Spotify has several main types of playlists: those curated by Spotify; those that were created by outsiders (either brands or every day users of the platform); those that are based on an algorithm (Discover Weekly / Release Radar / Particle Detector). Here’s a look at some of the things you can do to increase the odds of getting added to these playlists:
Get Verified on Spotify For Artists
The very first thing you need to do to get your music recognized on Spotify is to get verified on Spotify for Artists at https://artists.spotify.com/. When you click on this link, you will be directed to the claim your page or login for this service. More and more artists are verified these days as Spotify has simplified the process and verification indicates to a curator that you are taking the promotion of your music seriously. While we don’t have any empirical or statistical proof our experience has been that unverified artists tend not to get added to the algorithmic playlists. Spotify for Artists also includes other useful features, such as being able to customize your profile and getting access to analytic tools. As is true on any other platform you use to promote your brand and your music, how you present yourself on Spotify is a very important first step to making yourself more visible.

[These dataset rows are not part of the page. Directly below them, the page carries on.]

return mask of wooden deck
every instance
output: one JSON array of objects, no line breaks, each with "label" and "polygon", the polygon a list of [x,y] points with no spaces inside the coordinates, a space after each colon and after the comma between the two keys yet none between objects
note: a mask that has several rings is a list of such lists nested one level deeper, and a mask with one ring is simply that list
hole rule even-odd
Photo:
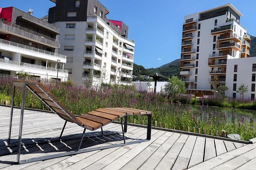
[{"label": "wooden deck", "polygon": [[[10,108],[0,106],[0,169],[255,169],[255,144],[247,145],[155,129],[152,130],[149,142],[18,165],[16,147],[9,148],[6,145]],[[20,109],[14,109],[11,140],[12,144],[17,140],[20,113]],[[59,135],[64,123],[64,120],[55,114],[25,110],[23,142],[45,139],[50,142]],[[68,123],[62,135],[65,140],[25,144],[22,148],[21,159],[75,149],[78,144],[79,139],[66,140],[80,136],[83,130],[76,124]],[[121,129],[120,124],[111,123],[104,126],[103,130],[111,134],[113,132],[121,132]],[[121,135],[95,137],[100,134],[97,130],[86,133],[85,135],[90,137],[84,139],[81,148],[123,142]],[[146,135],[146,129],[128,126],[126,134],[126,141],[144,139]]]}]

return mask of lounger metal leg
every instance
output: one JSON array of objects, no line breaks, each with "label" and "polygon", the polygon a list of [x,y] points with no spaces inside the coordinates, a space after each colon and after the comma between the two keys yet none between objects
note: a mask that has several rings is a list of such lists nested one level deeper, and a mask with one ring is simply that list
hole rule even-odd
[{"label": "lounger metal leg", "polygon": [[151,139],[151,128],[152,127],[152,114],[147,115],[147,140]]},{"label": "lounger metal leg", "polygon": [[12,131],[12,115],[13,115],[13,105],[14,105],[14,95],[15,93],[15,86],[13,86],[12,88],[12,106],[11,107],[11,114],[10,115],[10,123],[9,124],[9,132],[8,135],[8,141],[7,144],[10,145],[10,140],[11,140],[11,132]]},{"label": "lounger metal leg", "polygon": [[81,144],[82,144],[82,142],[83,142],[83,136],[85,134],[85,130],[86,129],[85,128],[83,130],[83,134],[82,135],[82,137],[81,137],[81,140],[80,141],[80,143],[79,143],[79,146],[78,147],[78,148],[77,149],[77,151],[78,151],[79,149],[80,149],[80,147],[81,146]]},{"label": "lounger metal leg", "polygon": [[122,126],[122,131],[123,131],[123,142],[126,143],[126,136],[124,135],[124,131],[123,130],[123,120],[122,119],[120,119],[121,121],[121,126]]},{"label": "lounger metal leg", "polygon": [[62,133],[60,133],[60,135],[59,135],[59,140],[60,140],[60,138],[62,137],[62,133],[63,133],[63,131],[64,131],[64,129],[65,128],[65,127],[66,126],[66,124],[67,121],[66,121],[65,122],[65,123],[64,123],[64,126],[63,126],[63,128],[62,128]]},{"label": "lounger metal leg", "polygon": [[23,89],[23,93],[22,94],[22,100],[21,100],[21,116],[19,122],[19,141],[18,142],[18,150],[17,151],[17,161],[19,163],[19,158],[21,154],[21,135],[22,135],[22,126],[23,126],[23,117],[24,116],[24,108],[25,107],[25,100],[26,98],[26,83]]},{"label": "lounger metal leg", "polygon": [[127,124],[128,123],[128,116],[124,116],[124,132],[127,132]]}]

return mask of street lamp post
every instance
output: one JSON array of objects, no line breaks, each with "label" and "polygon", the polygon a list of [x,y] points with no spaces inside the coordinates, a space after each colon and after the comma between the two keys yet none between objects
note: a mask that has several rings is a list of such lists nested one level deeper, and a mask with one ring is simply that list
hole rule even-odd
[{"label": "street lamp post", "polygon": [[57,60],[57,80],[56,81],[56,87],[58,85],[58,73],[59,73],[59,65],[60,62],[60,60]]}]

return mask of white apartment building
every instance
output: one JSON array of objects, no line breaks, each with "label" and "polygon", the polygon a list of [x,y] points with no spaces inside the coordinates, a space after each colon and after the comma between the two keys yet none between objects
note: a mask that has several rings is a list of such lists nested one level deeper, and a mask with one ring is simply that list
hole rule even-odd
[{"label": "white apartment building", "polygon": [[[230,3],[184,17],[180,75],[188,88],[210,90],[216,77],[229,87],[231,97],[239,97],[241,84],[251,88],[254,60],[250,35],[240,23],[242,16]],[[254,99],[248,93],[246,98]]]},{"label": "white apartment building", "polygon": [[[14,7],[0,8],[0,77],[23,72],[67,80],[66,56],[57,53],[59,28]],[[58,62],[59,64],[58,64]]]},{"label": "white apartment building", "polygon": [[90,76],[93,84],[131,85],[135,44],[127,38],[128,27],[107,19],[109,10],[97,0],[66,0],[53,1],[48,22],[62,31],[59,52],[68,56],[69,78],[79,84]]}]

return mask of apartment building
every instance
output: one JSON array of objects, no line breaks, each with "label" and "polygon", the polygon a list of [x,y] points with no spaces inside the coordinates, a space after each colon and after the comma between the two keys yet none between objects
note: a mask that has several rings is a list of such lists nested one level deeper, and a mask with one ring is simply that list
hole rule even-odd
[{"label": "apartment building", "polygon": [[135,44],[128,27],[108,19],[109,10],[97,0],[51,0],[56,6],[49,9],[48,22],[62,30],[59,52],[68,56],[69,78],[130,85]]},{"label": "apartment building", "polygon": [[210,90],[217,82],[237,98],[241,84],[253,86],[250,80],[256,61],[250,57],[250,36],[240,23],[242,16],[230,3],[185,16],[180,75],[187,88]]},{"label": "apartment building", "polygon": [[67,79],[66,56],[58,54],[59,28],[31,14],[13,7],[0,8],[0,77],[24,72],[56,79],[58,70],[58,79]]}]

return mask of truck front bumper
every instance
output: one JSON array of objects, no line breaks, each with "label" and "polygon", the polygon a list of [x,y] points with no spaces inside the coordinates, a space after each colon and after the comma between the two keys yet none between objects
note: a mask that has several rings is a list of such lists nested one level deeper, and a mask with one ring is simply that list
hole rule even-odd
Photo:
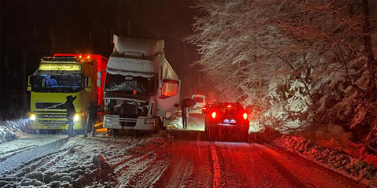
[{"label": "truck front bumper", "polygon": [[103,127],[107,129],[155,130],[157,127],[157,118],[151,117],[123,118],[119,115],[105,115]]},{"label": "truck front bumper", "polygon": [[[66,114],[48,112],[31,112],[35,115],[35,120],[30,120],[30,129],[37,129],[66,130],[68,129],[68,120],[65,117]],[[74,129],[81,128],[81,123],[83,121],[82,117],[80,117],[78,121],[75,121]]]}]

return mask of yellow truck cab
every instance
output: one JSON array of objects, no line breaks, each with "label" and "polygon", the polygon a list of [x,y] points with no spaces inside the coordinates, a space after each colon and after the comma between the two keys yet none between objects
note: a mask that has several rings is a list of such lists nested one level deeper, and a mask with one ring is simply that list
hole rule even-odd
[{"label": "yellow truck cab", "polygon": [[91,102],[103,105],[103,89],[97,86],[97,73],[106,69],[108,59],[100,55],[55,54],[42,58],[38,68],[28,79],[31,91],[29,112],[32,130],[66,130],[65,103],[77,96],[74,129],[84,127],[85,111]]}]

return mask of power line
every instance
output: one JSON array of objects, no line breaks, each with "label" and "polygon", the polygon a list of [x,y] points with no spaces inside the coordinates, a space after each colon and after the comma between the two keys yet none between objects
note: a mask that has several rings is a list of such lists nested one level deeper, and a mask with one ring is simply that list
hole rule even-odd
[{"label": "power line", "polygon": [[167,32],[167,33],[170,33],[170,34],[173,34],[173,35],[177,35],[177,36],[179,36],[180,37],[181,37],[182,38],[185,38],[184,36],[182,36],[182,35],[178,35],[178,34],[176,34],[176,33],[172,33],[171,32],[169,32],[169,31],[164,30],[163,29],[158,29],[158,28],[156,28],[156,27],[152,27],[152,26],[148,26],[148,25],[146,25],[145,24],[138,23],[136,23],[136,22],[133,22],[132,23],[134,23],[134,24],[136,24],[136,25],[138,25],[139,26],[146,26],[146,27],[150,27],[151,28],[153,28],[153,29],[157,29],[158,30],[159,30],[160,31],[162,31],[162,32]]},{"label": "power line", "polygon": [[135,16],[136,16],[137,17],[140,17],[140,18],[144,18],[144,19],[145,19],[146,20],[150,20],[151,21],[153,21],[153,22],[156,22],[156,23],[159,23],[159,24],[163,24],[163,25],[165,25],[166,26],[170,26],[170,27],[174,27],[174,28],[176,28],[176,29],[181,29],[181,30],[182,30],[182,31],[185,31],[185,32],[187,32],[189,33],[191,32],[187,31],[187,30],[186,30],[185,29],[182,29],[182,28],[180,28],[179,27],[176,27],[175,26],[172,26],[171,25],[169,25],[169,24],[166,24],[166,23],[162,23],[162,22],[160,22],[159,21],[156,21],[156,20],[152,20],[152,19],[151,19],[150,18],[147,18],[146,17],[144,17],[143,16],[141,16],[140,15],[138,15],[137,14],[136,14],[136,13],[135,13],[135,12],[133,12],[132,11],[130,11],[130,13],[131,14],[132,14],[132,15],[134,15]]},{"label": "power line", "polygon": [[182,41],[182,39],[181,39],[178,38],[177,38],[176,37],[174,37],[174,36],[171,36],[167,35],[164,35],[164,34],[163,34],[161,33],[159,33],[158,32],[153,32],[153,31],[150,31],[149,30],[147,30],[146,29],[141,29],[141,28],[139,28],[139,29],[140,29],[141,30],[144,30],[144,31],[147,31],[148,32],[150,32],[151,33],[155,33],[158,34],[159,35],[161,35],[164,36],[167,36],[168,37],[170,37],[170,38],[175,38],[175,39],[177,39],[181,41]]}]

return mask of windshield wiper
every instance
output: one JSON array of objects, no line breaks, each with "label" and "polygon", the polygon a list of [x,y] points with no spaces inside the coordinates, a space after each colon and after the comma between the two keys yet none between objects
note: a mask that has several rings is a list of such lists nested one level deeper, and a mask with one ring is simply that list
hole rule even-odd
[{"label": "windshield wiper", "polygon": [[59,105],[64,105],[65,103],[60,103],[60,104],[59,104],[58,105],[53,105],[52,106],[50,106],[49,107],[46,108],[44,108],[44,109],[43,109],[43,110],[47,110],[47,109],[49,109],[51,108],[56,108],[57,106],[58,106]]}]

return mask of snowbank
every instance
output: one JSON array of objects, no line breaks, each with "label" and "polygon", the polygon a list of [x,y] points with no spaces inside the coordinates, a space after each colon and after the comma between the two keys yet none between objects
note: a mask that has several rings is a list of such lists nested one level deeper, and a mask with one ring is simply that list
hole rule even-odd
[{"label": "snowbank", "polygon": [[168,129],[180,129],[183,127],[182,124],[182,117],[177,117],[174,120],[166,120],[164,124]]},{"label": "snowbank", "polygon": [[377,168],[365,161],[326,149],[301,136],[283,135],[271,145],[295,153],[355,180],[377,186]]},{"label": "snowbank", "polygon": [[18,139],[23,126],[9,121],[0,123],[0,144]]}]

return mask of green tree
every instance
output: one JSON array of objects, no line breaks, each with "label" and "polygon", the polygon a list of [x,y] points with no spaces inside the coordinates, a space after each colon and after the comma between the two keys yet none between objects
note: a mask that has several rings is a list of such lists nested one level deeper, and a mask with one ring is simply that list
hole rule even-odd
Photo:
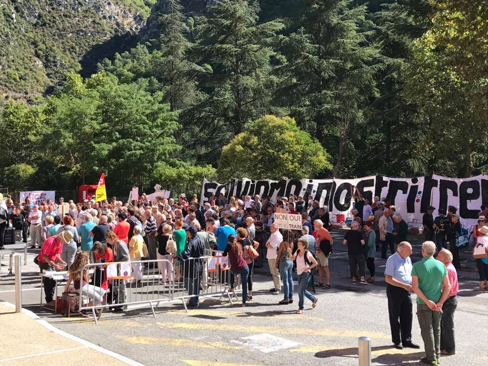
[{"label": "green tree", "polygon": [[346,0],[308,0],[298,30],[280,40],[286,57],[277,69],[280,102],[323,145],[333,146],[336,176],[348,173],[347,150],[376,91],[378,50],[365,14],[365,6]]},{"label": "green tree", "polygon": [[196,28],[195,57],[211,71],[201,81],[209,95],[186,113],[185,124],[193,127],[193,136],[203,137],[199,143],[209,140],[202,153],[210,157],[216,145],[241,132],[246,122],[272,111],[276,83],[271,73],[272,45],[282,25],[258,24],[259,11],[257,2],[223,0]]},{"label": "green tree", "polygon": [[168,0],[160,18],[162,30],[158,47],[151,54],[152,67],[162,87],[164,101],[172,111],[193,105],[200,99],[195,74],[205,69],[190,61],[188,53],[193,45],[187,36],[188,26],[184,21],[179,0]]},{"label": "green tree", "polygon": [[301,179],[332,166],[320,143],[300,130],[294,119],[266,115],[249,124],[222,148],[218,178]]}]

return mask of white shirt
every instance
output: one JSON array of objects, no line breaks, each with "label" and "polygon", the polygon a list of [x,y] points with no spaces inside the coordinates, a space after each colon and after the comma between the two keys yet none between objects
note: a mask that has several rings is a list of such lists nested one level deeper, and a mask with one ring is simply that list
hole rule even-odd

Get Existing Fans to Stream Your Music For Algorithmic Playlists
Obviously you want to get more streams from existing fans, but how this is done can actually have a direct effect on whether or not you end up in the algorithmic playlists. Spotify has an algorithm much like Google has a search algorithm and it determines what gets served up on listeners’ algorithm generated playlists (i.e., Discover Weekly and Release Radar). A listener who follows you on Spotify, saves a track, listens to the whole track without skipping or adds a track to their own playlists is someone who will be more interested in your band and your song(s). While no one outside of Spotify is certain of the exact algorithm (but it is likely very complex!) these indicators of interest seem to have a great deal of influence. Our experience has been that by asking your fans to not just listen but more deeply engage with your songs and profile it can help increase your odds. Most music distributors now offer Pre-Saves that allow users interested in your music to save a new release so it goes directly into their library on release date. These can influence the algorithmic playlists as well.
Pitch Directly to Spotify
As of 2018 Spotify allowed all artists to directly petition their curators for placement. Spotify has an estimated 5,000 playlists that they own and operate so submitting is a no brainer. In Spotify for artists you log in to or sign up for the service on a desktop. The submission process only works for unreleased music and has to be submitted at least seven days in advance which is all the more reason to give yourself extra time when ingesting your material with your distributor. You then head over to find unreleased music either under the home menu, in your discography in the profile tab, or under upcoming under the catalog menu. Submitting your music this way will also make people who already follow you on Spotify get the new release in their release radar playlist.
Finding and Pitching Independent Playlists
The first step is to find playlists, which is much easier said than done. Other than asking other musicians about they playlists they are a part of (or the playlists they follow), we have found that one of the most effective tools for getting information on playlists and the artists in those playlists is through a site called Chartmetric.io. (We have neither a vested interest nor relationship with Chartmetric but are a fan of their service, even their free product!) Chartmetric does provide contact information on some playlist owners, but not many.
Once you’ve identified target playlists, you need to find the people who program them. This can be a challenge, but it is do-able. Some want to be found, and it’s as simple as googling their Spotify name. One such example is Alex Rainbird who we interviewed not long ago and you can read about his perspective here: https://musicconsultant.com/music-marketing/indie-compilations-and-playlist-marketing
Others have profile images, and these curators can be found by taking their profile photos and doing reverse image searches on google to try to locate these people on social media. It does feel a bit stalker-ish, but we’ve known several artists who have done this successfully!
Once you find how to contact these people, then it’s all in the approach. We won’t elaborate here, but if you want some tips on writing cold emails to gatekeepers you can check that out at the following link: https://musicconsultant.com/music-marketing/email-kiss-from-ugly-stranger/
Above all, remember that persistence is key. Happy hunting!